FİNANSMAN İHTİYACI ANLAMINDA SIKINTIMIZ YOK

Rakamları doğru teşhis etmemiz gerekiyor. Kısa vadede özel sektörün artı 4 milyar pozisyonu var, eksi yok. Bankacılık, sermaye yeterlilik o noktalarda da yok. Kur riski oluşturan firmalar mesela onlarda da bir sıkıntımız yok. Daha küçük firmalarla ilgili de Merkez Bankamız bir düzenleme yaptı. Likidite ve ihtiyaç önemli nokta. Kamu bankalarında da sıkıntı yok. Finansman ihtiyacı anlamında da sıkıntı yok. Özel bankalardan da gayet güzel haberler alıyoruz.
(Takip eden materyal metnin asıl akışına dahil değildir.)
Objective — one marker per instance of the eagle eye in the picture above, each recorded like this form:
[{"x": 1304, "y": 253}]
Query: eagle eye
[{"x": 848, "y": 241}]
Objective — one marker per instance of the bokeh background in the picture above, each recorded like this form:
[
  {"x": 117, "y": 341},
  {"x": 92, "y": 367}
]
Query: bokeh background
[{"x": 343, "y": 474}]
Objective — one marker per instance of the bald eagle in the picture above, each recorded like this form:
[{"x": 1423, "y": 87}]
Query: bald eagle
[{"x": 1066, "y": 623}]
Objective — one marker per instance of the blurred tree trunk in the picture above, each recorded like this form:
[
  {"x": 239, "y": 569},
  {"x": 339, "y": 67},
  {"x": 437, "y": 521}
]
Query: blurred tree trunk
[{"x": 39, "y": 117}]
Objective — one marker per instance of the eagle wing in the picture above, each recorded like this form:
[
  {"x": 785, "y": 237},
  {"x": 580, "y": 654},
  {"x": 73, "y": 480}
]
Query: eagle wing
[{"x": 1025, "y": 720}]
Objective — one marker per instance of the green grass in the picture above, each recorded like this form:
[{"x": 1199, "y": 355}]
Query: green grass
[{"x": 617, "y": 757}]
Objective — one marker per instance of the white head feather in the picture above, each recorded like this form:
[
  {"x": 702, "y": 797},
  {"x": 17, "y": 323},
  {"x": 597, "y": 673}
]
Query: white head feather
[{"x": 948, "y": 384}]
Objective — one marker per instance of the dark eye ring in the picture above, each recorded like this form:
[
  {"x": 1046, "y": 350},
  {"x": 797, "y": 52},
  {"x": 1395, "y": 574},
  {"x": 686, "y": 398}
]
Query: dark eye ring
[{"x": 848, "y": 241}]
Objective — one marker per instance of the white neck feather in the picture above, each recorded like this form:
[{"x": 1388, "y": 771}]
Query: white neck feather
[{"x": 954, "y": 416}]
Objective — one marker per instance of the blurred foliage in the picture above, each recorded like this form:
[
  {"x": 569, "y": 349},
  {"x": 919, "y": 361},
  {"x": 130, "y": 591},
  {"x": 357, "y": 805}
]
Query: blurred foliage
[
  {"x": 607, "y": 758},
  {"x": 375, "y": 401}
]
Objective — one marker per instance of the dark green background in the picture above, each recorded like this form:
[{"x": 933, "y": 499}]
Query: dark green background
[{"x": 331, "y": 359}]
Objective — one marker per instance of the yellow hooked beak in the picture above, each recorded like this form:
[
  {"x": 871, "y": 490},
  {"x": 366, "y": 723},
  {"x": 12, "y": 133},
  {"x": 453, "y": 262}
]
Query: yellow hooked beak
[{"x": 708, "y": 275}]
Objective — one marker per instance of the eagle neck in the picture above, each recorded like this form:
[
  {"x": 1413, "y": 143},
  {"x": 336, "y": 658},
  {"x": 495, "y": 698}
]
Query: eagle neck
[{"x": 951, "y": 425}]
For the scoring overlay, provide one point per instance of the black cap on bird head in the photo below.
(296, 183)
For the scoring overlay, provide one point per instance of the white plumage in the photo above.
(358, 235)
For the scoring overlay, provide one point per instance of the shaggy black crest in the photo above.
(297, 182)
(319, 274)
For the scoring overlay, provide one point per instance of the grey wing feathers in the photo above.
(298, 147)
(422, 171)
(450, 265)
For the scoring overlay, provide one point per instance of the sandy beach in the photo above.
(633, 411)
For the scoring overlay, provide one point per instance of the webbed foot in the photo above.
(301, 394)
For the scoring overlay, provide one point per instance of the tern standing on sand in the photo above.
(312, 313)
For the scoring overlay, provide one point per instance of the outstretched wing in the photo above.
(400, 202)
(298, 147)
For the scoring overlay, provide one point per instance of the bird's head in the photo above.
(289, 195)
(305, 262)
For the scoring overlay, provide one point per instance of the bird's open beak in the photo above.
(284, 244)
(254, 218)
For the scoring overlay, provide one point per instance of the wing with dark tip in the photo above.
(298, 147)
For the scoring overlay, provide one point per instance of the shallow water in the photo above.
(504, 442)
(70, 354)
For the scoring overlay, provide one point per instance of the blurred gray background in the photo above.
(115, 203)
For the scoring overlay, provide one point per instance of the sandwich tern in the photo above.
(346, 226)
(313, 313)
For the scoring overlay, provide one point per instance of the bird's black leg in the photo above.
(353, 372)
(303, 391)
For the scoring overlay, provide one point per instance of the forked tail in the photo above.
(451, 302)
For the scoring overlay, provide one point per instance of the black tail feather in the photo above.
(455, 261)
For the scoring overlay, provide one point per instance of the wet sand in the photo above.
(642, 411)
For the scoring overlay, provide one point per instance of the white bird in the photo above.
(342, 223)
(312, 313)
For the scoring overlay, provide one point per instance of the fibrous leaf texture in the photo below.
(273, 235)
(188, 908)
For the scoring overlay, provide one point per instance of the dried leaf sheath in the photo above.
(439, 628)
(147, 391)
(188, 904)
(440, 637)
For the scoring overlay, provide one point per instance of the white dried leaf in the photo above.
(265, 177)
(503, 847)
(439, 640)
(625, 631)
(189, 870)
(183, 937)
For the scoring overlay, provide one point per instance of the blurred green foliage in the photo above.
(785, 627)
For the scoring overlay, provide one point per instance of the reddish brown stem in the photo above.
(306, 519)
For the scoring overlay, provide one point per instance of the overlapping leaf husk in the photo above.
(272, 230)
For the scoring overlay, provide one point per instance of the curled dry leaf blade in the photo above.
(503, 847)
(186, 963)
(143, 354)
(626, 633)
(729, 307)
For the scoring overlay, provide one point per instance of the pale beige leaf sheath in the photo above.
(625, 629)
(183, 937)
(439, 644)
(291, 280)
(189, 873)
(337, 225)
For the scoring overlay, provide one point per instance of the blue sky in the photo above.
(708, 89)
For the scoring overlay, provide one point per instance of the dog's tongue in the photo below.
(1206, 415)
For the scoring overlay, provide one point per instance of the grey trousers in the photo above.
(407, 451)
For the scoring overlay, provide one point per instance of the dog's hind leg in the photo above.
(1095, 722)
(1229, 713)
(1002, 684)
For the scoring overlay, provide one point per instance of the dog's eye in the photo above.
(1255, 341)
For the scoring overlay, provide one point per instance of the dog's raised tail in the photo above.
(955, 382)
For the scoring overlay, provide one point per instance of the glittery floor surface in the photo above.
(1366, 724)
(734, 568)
TÜRKİYE BÜYÜK BİR TESTTEN GEÇİYOR

Merkez Bankası gerekli diğer adımlar Türkiye ekonomisi açısından sağlam adımlarla devam ediyor. Türkiye olarak iletişim ve algı noktasında resmi doğru çekerek doğru okunması.

Tüm bu süreçlerde Türkiye’nin bilanço düzeyi çok güçlü. Özel sektör üzerinde yurt dışı kaynaklı firma bazında baktığımızda yüzde 70-80’di yüzde 95’in üzerinde rakam 0 risk döviz pozisyonu taşıyan kredi düzeyi. Gerek vade, gerek enstrüman cinsinden anlıyorsunuz. Türkiye’nin en kötü senaryoda bile okuduğunuzda Türkiye’nin toplam borçluluğu gelişmiş ülkeleri bile saymıyorum, gelişmekte olan ülkelerin yarısı kadar. İletişim algı… İyi daha iyi daha iyi olacak. Bunu doğru okumamız lazım. Türkiye bir testten geçiyor. Resmi çok iyi görmemiz lazım.

TASARRUF ÖNLEMLERİ

Bakanlıklar, kurumlar, cari harcamalar, teşvikler düzeyinde bunların tasarrufunu yapacağız. Bakanlıklar üzerinden gelir artırıcı, o da önümüzdeki hafta çıkacak. Gelir ve gider anlamında bu sıkı para politikasının güçlü bir şekilde hayata geçecek olması mali yönetimdeki en önemli husus.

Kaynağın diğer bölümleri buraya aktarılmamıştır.